In response to a three-year Newsday investigation which found Long Island real-estate agents' widespread unequal treatment against Hispanic, Asian, and black homebuyers, Assemblywoman Michaelle C. Solages, the first person of Haitian descent elected to the New York State Legislature, issued the following statement:
As one of the few legislators of color in the region, I believe it is important to recognize and discuss the deeply entrenched problem of segregation on Long Island which has recently been brought to the forefront of political discourse. This is an issue that particularly affects my district and its residents. This is not just a matter of housing, but rather the subjugation of generations of people of color to poorer health outcomes, educational disadvantages, economic underdevelopment, loss of generational wealth and decades of environmental injustice.
For many of us, this is not a new conversation but rather a conversation that has finally been given its due attention. Segregation in Long Island dates back as far as the 1950s, and in order to combat it, the state and the federal government must take action. We cannot leave it solely up to non-profits and journalists to expose incidents of housing discrimination and enforce anti-discrimination laws. We must be proactive in eliminating exclusionary zoning laws that prevent the creation and maintenance of affordable housing and that perpetuate segregation in our communities and schools.

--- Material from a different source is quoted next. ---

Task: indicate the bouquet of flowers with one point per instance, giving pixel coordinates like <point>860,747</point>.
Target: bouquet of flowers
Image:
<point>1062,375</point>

First and foremost, I would like to thank Newsday for devoting resources to investigating the open secret of segregation in LI. Moreover, I am grateful that we have a State Attorney General, Letitia James, who is willing to thoroughly probe this matter and has initiated a community-oriented process for affected parties to air their grievances. While I am confident that the state will take the appropriate actions, the true onus is on the Town of Hempstead and Nassau County to present real solutions to address decades of inequities.
I refuse to let this be just another news headline. We must use this moment as a call to action. I hope to have a diversified conversation with pertinent stakeholders who do not see this simply as a moment to claim the limelight, but as a chance to enact lasting change for future generations of Long Islanders.